Trump appears to be accusing his hand-picked Special Master, Raymond Dearie, of violating Judge Aileen Cannon’s rules under seal.
In a government request for an extension of deadlines that appears to be necessitated because document review vendors either refuse to work with Trump, or Trump has made himself impossible to work with, it lays out three objections Trump made to Dearie’s September 22 case management plan under seal (such objections were due Tuesday). At least one of the complaints appears to accuse Dearie of violating Judge Cannon’s September 15 appointment order.
Below, I’ve shown passages from Cannon’s order, Dearie’s implementation of that order, and DOJ’s response to Trump’s objection; that helps to show what Trump’s complaints must be.
Verifying that the property identified in the “Detailed Property Inventory” [ECF No. 39-1] represents the full and accurate extent of the property seized from the premises on August 8, 2022, including, if deemed appropriate, by obtaining sworn affidavits from Department of Justice personnel;
No later than September 30, 2022, Plaintiff shall submit a declaration or affidavit that includes each of the following factual matters:
a.

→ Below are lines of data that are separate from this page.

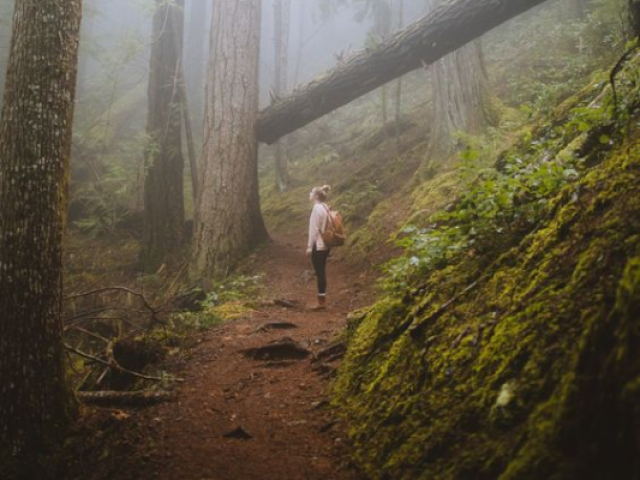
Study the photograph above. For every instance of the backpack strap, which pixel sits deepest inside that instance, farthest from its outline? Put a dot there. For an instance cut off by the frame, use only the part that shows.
(329, 217)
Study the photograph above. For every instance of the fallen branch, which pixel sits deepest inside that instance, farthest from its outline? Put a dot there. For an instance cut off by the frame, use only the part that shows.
(141, 398)
(112, 363)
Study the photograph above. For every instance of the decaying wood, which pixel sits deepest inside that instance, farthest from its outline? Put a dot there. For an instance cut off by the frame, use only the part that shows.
(111, 362)
(35, 149)
(125, 399)
(444, 30)
(282, 350)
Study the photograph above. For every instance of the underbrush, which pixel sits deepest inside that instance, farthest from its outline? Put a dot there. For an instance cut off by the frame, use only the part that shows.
(504, 346)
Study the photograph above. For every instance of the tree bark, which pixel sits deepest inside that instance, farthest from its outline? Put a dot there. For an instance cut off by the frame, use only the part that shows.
(461, 98)
(36, 403)
(634, 8)
(6, 12)
(439, 33)
(195, 57)
(164, 190)
(228, 219)
(282, 14)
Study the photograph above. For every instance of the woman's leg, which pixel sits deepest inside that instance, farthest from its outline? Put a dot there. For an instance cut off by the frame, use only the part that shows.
(319, 260)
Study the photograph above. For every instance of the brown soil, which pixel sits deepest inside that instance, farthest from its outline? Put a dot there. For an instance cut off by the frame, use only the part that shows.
(242, 414)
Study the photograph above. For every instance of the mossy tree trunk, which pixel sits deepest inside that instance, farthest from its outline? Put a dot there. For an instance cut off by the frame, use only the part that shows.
(228, 219)
(195, 57)
(282, 16)
(5, 40)
(36, 403)
(446, 29)
(164, 190)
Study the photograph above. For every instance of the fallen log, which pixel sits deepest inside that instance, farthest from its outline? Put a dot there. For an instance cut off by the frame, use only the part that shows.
(444, 30)
(141, 398)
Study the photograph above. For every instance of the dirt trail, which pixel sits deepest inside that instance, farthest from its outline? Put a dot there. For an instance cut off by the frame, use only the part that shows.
(280, 403)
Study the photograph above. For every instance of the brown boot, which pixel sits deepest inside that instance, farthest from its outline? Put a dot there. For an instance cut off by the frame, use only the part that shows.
(322, 304)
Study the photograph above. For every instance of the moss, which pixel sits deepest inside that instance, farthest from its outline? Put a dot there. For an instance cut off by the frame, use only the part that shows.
(534, 374)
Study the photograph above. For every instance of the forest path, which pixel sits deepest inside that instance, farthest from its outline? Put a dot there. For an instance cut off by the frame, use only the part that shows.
(280, 403)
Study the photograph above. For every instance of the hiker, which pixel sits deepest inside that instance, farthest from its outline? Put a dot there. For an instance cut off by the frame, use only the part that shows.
(317, 248)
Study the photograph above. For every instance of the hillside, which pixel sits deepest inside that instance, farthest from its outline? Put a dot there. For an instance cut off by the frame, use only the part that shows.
(504, 347)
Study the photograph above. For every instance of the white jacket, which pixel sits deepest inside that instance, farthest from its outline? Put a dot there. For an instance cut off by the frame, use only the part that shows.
(317, 225)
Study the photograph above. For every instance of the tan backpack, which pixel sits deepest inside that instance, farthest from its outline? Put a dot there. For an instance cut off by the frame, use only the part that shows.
(334, 235)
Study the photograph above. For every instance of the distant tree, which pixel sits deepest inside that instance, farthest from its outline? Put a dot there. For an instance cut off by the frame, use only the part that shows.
(399, 14)
(634, 8)
(195, 56)
(6, 7)
(36, 403)
(577, 8)
(163, 188)
(282, 14)
(461, 97)
(228, 218)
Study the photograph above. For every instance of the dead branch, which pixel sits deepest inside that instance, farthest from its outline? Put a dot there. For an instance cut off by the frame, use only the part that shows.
(111, 362)
(141, 398)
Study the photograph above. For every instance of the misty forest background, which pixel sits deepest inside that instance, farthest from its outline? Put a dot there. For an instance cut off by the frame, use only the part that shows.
(493, 195)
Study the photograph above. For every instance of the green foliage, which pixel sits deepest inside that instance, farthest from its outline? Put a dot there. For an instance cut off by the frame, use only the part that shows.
(505, 204)
(511, 358)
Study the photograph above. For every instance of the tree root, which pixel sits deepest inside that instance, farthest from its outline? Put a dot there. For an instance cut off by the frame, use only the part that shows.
(142, 398)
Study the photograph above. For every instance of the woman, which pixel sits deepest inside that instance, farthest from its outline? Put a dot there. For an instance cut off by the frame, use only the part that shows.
(316, 247)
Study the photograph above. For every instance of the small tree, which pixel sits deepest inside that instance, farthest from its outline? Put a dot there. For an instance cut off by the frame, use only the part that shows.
(36, 403)
(282, 14)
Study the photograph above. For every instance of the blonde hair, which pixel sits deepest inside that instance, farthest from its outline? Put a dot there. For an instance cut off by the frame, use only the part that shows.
(321, 193)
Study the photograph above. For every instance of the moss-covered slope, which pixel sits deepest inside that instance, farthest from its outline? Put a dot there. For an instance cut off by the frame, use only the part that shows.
(521, 360)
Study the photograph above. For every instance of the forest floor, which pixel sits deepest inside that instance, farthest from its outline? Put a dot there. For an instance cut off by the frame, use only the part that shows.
(242, 417)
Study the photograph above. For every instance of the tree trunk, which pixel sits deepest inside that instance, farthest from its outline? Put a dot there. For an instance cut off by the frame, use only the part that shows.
(228, 218)
(439, 33)
(6, 11)
(164, 191)
(634, 8)
(282, 14)
(400, 24)
(195, 60)
(461, 98)
(36, 403)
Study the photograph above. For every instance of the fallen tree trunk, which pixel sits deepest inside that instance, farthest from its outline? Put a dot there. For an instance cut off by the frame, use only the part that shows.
(124, 399)
(441, 32)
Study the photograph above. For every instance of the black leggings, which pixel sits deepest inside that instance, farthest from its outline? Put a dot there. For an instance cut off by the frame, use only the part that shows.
(319, 260)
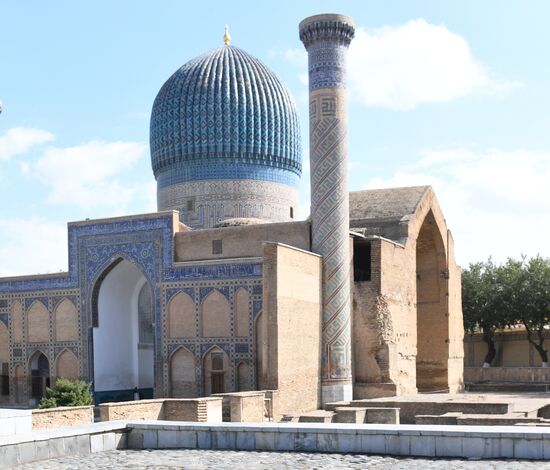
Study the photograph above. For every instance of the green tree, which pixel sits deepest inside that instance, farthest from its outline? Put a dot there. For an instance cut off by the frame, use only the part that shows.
(482, 303)
(67, 392)
(526, 286)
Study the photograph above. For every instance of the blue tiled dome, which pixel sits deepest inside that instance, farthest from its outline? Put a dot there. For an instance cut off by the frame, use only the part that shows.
(224, 115)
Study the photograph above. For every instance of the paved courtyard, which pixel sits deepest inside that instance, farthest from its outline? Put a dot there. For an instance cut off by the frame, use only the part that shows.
(218, 459)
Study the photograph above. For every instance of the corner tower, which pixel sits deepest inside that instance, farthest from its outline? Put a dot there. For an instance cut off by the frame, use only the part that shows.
(225, 141)
(327, 38)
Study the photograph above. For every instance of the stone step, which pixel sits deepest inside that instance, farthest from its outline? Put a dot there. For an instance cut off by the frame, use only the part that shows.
(455, 418)
(487, 387)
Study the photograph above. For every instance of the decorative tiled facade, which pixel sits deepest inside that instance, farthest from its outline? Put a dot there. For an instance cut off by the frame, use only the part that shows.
(147, 242)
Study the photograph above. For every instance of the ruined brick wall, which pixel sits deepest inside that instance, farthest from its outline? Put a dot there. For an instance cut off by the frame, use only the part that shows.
(384, 327)
(62, 417)
(292, 312)
(407, 319)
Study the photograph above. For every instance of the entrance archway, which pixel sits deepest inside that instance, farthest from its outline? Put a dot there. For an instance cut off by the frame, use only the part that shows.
(122, 337)
(432, 309)
(40, 376)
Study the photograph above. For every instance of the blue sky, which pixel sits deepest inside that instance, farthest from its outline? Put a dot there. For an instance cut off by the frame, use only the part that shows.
(453, 94)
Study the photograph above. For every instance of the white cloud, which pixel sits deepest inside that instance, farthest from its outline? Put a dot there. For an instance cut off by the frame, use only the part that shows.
(18, 140)
(496, 202)
(31, 246)
(90, 175)
(400, 67)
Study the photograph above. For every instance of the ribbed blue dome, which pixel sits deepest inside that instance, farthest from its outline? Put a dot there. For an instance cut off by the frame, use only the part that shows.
(224, 115)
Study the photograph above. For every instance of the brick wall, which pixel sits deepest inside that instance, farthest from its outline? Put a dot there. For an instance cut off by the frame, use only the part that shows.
(62, 417)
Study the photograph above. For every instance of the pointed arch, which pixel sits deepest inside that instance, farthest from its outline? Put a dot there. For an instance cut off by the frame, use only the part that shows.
(215, 315)
(38, 319)
(66, 321)
(242, 312)
(183, 380)
(181, 316)
(66, 365)
(16, 321)
(119, 361)
(432, 311)
(216, 371)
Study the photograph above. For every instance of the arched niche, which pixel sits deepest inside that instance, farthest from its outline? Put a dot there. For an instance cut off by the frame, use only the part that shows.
(19, 383)
(181, 316)
(215, 315)
(38, 320)
(242, 313)
(66, 321)
(432, 310)
(16, 321)
(243, 377)
(66, 365)
(260, 342)
(4, 363)
(216, 372)
(39, 367)
(120, 361)
(183, 381)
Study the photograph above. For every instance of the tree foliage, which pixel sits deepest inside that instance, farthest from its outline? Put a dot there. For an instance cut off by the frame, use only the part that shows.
(527, 298)
(67, 392)
(482, 303)
(516, 292)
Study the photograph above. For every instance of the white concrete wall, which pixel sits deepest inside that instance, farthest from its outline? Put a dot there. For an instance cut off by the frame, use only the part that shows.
(116, 359)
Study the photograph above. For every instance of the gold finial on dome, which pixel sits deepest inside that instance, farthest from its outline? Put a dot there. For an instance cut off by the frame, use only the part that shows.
(226, 36)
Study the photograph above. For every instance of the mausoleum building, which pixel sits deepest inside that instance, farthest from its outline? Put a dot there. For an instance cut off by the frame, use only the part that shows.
(223, 289)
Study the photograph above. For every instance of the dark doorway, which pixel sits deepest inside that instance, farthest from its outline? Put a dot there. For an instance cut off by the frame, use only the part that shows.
(40, 376)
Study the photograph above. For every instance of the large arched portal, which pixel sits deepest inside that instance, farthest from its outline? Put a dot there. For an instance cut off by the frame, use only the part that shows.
(432, 309)
(122, 319)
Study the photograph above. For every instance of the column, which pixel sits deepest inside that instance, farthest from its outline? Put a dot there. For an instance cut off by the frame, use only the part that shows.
(326, 38)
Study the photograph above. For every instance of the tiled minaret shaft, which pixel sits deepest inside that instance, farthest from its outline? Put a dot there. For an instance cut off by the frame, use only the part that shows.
(326, 38)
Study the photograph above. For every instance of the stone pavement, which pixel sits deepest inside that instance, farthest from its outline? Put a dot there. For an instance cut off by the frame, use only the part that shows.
(219, 459)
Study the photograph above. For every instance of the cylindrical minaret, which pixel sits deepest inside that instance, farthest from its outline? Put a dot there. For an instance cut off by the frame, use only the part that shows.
(326, 38)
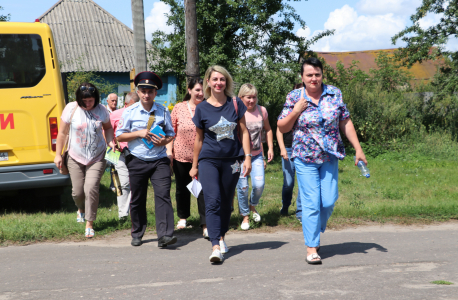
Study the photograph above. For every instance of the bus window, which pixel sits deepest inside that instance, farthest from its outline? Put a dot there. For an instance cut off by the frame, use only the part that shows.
(22, 62)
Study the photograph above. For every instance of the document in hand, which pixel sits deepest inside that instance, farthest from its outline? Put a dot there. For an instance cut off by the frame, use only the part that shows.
(112, 156)
(155, 130)
(194, 187)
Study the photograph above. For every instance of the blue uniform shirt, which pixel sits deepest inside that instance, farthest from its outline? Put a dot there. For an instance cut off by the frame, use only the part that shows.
(135, 118)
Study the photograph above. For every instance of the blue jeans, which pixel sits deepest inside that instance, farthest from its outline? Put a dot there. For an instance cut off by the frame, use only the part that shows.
(289, 172)
(257, 182)
(318, 189)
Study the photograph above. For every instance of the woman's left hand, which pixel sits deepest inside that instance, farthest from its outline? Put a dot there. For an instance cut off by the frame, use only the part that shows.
(246, 169)
(360, 156)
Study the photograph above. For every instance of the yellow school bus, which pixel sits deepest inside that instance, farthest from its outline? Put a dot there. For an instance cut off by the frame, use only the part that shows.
(31, 103)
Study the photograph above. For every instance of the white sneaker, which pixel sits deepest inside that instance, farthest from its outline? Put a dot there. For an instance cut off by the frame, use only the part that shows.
(80, 217)
(256, 217)
(216, 256)
(245, 226)
(223, 247)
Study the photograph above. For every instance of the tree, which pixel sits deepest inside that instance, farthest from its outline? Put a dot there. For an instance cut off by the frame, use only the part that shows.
(75, 79)
(442, 108)
(420, 41)
(4, 18)
(253, 39)
(230, 33)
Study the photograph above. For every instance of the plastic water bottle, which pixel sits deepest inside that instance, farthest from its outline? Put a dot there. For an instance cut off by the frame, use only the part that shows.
(363, 168)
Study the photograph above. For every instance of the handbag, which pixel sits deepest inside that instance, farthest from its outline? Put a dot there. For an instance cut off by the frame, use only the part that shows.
(64, 167)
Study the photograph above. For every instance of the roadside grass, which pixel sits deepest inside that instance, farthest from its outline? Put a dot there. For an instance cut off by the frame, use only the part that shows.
(403, 189)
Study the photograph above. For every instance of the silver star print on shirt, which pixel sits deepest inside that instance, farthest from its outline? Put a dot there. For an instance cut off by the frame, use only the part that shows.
(223, 129)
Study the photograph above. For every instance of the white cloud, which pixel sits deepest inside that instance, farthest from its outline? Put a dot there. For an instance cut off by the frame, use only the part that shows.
(380, 7)
(157, 20)
(303, 32)
(359, 32)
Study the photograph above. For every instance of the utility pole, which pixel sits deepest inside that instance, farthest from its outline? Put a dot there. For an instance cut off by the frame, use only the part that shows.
(139, 36)
(192, 48)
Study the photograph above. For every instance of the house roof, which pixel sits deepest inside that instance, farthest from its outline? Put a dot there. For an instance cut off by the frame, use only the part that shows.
(421, 72)
(88, 38)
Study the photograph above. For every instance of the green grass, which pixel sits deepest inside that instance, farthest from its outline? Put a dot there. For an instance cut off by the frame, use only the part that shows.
(403, 189)
(442, 282)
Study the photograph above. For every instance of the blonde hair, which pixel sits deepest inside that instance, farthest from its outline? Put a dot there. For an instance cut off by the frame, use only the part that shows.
(247, 89)
(228, 91)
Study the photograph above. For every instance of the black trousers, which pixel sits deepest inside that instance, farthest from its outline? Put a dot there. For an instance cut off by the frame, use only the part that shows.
(158, 172)
(219, 178)
(183, 195)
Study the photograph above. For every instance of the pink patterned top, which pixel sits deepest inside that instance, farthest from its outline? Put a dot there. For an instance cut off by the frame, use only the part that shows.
(87, 143)
(185, 130)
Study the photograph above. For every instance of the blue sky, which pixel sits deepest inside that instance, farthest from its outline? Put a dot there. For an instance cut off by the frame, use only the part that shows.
(359, 24)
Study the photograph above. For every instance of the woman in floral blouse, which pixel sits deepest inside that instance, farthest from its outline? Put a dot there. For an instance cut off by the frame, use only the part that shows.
(182, 151)
(317, 115)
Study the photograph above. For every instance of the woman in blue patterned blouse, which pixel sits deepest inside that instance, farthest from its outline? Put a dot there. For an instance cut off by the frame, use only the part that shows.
(317, 115)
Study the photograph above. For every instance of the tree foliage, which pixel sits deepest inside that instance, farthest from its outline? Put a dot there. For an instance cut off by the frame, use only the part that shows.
(253, 39)
(75, 79)
(419, 41)
(231, 33)
(4, 18)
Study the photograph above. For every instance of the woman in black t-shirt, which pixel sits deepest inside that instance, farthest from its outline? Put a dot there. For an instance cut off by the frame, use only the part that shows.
(221, 132)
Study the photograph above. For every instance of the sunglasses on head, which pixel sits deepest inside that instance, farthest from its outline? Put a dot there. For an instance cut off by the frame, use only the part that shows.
(86, 88)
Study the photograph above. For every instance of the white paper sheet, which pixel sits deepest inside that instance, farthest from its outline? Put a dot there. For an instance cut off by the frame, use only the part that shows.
(194, 187)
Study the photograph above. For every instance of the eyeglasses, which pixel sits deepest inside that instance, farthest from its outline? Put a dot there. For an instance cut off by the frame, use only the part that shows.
(85, 88)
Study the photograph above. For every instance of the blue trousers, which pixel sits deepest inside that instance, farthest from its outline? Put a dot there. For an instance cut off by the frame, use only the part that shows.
(318, 192)
(257, 182)
(289, 173)
(218, 185)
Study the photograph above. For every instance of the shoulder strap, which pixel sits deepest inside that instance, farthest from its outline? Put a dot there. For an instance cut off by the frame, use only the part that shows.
(67, 131)
(70, 122)
(234, 100)
(260, 112)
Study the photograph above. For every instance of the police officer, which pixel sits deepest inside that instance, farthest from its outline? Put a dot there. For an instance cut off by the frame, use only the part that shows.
(144, 163)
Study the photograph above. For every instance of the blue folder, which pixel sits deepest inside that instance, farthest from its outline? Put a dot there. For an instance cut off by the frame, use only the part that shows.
(155, 130)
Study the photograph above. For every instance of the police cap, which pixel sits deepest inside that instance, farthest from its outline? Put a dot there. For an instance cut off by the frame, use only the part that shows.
(148, 80)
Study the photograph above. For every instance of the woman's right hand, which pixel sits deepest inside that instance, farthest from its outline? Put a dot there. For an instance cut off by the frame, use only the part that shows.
(58, 161)
(194, 172)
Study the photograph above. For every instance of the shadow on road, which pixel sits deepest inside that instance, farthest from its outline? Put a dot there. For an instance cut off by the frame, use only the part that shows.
(349, 248)
(235, 250)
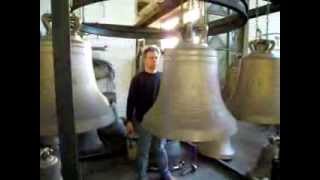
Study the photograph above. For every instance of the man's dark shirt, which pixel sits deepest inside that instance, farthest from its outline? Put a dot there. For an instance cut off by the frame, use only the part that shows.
(144, 89)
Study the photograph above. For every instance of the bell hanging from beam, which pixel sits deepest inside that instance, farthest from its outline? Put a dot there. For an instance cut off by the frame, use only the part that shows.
(91, 108)
(189, 106)
(257, 96)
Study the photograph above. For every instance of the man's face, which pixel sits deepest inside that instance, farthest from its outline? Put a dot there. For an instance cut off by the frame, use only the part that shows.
(151, 60)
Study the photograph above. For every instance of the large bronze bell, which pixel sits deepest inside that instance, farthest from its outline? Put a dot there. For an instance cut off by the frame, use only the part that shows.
(91, 108)
(189, 106)
(257, 97)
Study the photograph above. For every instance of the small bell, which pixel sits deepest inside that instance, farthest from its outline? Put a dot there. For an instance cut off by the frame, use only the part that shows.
(257, 96)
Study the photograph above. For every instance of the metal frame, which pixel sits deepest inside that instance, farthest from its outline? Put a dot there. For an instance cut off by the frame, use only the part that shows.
(224, 25)
(63, 88)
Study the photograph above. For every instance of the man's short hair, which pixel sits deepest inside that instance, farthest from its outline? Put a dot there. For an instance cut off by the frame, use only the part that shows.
(152, 48)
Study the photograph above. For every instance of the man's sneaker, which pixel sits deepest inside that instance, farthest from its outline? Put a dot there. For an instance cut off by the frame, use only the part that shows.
(167, 176)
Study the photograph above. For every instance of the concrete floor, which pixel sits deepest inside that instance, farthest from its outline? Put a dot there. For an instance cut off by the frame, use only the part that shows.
(247, 143)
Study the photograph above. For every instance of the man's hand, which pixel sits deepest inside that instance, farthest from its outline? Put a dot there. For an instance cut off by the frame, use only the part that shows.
(130, 129)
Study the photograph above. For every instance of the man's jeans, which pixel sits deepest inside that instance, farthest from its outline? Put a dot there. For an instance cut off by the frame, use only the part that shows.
(144, 144)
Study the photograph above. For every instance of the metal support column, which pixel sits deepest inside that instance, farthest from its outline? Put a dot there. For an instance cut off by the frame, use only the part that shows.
(63, 88)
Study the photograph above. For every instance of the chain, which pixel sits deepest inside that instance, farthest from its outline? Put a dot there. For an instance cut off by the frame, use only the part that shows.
(258, 31)
(267, 17)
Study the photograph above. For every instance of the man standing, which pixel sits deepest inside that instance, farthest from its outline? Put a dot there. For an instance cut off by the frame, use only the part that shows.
(144, 89)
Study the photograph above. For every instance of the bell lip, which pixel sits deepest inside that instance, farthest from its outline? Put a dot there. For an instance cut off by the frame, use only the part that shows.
(81, 125)
(191, 135)
(206, 52)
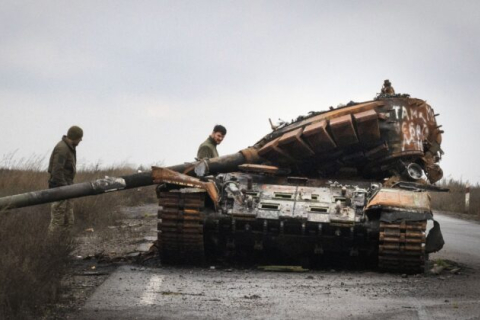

A list of any specific items set forth in the Detailed Property Inventory that Plaintiff asserts were not seized from the Premises on August 8, 2022.
b. A list of any specific items set forth in the Detailed Property Inventory that Plaintiff asserts were seized from the Premises on August 8, 2022, but as to which Plaintiff asserts that the Detailed Property Inventory’s description of contents or location within the Premises where the item was found is incorrect.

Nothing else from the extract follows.